Validation checks can be implemented as R functions that return pass/fail results. Here is an example using the absenteeism dataset:

# Validation function for the absenteeism dataset
validate_absenteeism <- function(df) {
  checks <- list(
    "Has at least 700 rows" = nrow(df) >= 700,
    "Has ID column" = "ID" %in% names(df),
    "Has absence hours column" = "Absenteeism.time.in.hours" %in% names(df),
    "Age range 18-70" = all(df$Age >= 18 & df$Age <= 70, na.rm = TRUE),
    "BMI range 15-50" = all(df$Body.mass.index >= 15 &
                            df$Body.mass.index <= 50, na.rm = TRUE),
    "No negative absence hours" = all(df$Absenteeism.time.in.hours >= 0,
                                      na.rm = TRUE),
    "Less than 5% missing in any column" = all(
      sapply(df, function(x) mean(is.na(x))) < 0.05
    )
  )

  data.frame(
    Check = names(checks),
    Pass = unlist(checks)
  )
}

# Run validation on the raw dataset
validate_absenteeism(absenteeism)

Check	Pass
Has at least 700 rows	TRUE
Has ID column	TRUE
Has absence hours column	TRUE
Age range 18-70	TRUE
BMI range 15-50	TRUE
No negative absence hours	TRUE
Less than 5% missing in any column	TRUE

Running this function produces a clear pass/fail report. If any check fails, the analyst investigates before proceeding — preventing errors from propagating through the analysis.

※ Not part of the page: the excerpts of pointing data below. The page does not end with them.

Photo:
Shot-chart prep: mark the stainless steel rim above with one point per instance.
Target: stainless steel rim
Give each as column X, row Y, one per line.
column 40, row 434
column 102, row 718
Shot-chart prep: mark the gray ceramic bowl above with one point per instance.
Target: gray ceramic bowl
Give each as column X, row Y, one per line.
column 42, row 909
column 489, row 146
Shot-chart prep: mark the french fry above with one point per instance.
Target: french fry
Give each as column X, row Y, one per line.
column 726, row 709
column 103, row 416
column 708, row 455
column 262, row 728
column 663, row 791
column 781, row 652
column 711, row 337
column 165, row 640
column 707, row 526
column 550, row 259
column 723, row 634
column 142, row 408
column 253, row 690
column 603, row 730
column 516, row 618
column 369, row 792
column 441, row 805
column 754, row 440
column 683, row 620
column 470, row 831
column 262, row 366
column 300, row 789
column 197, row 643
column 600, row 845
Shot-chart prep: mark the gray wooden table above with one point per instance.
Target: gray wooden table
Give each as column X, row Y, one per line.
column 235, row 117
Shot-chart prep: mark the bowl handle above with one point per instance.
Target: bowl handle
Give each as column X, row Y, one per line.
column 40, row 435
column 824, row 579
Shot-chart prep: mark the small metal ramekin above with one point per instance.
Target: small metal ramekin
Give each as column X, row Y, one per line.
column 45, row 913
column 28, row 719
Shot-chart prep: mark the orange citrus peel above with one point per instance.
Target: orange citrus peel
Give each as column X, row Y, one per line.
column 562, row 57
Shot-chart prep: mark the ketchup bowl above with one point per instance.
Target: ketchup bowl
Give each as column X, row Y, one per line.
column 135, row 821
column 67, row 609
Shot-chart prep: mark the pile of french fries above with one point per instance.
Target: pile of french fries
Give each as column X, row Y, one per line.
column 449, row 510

13.5.3 AI-Assisted Validation

AI can generate validation scripts directly from a data specification. The analyst describes the expected conditions, and the AI produces an R function customized to those criteria. This is one of the most practical applications of AI in the spec-driven workflow — it translates a human-readable spec into executable code with minimal manual effort.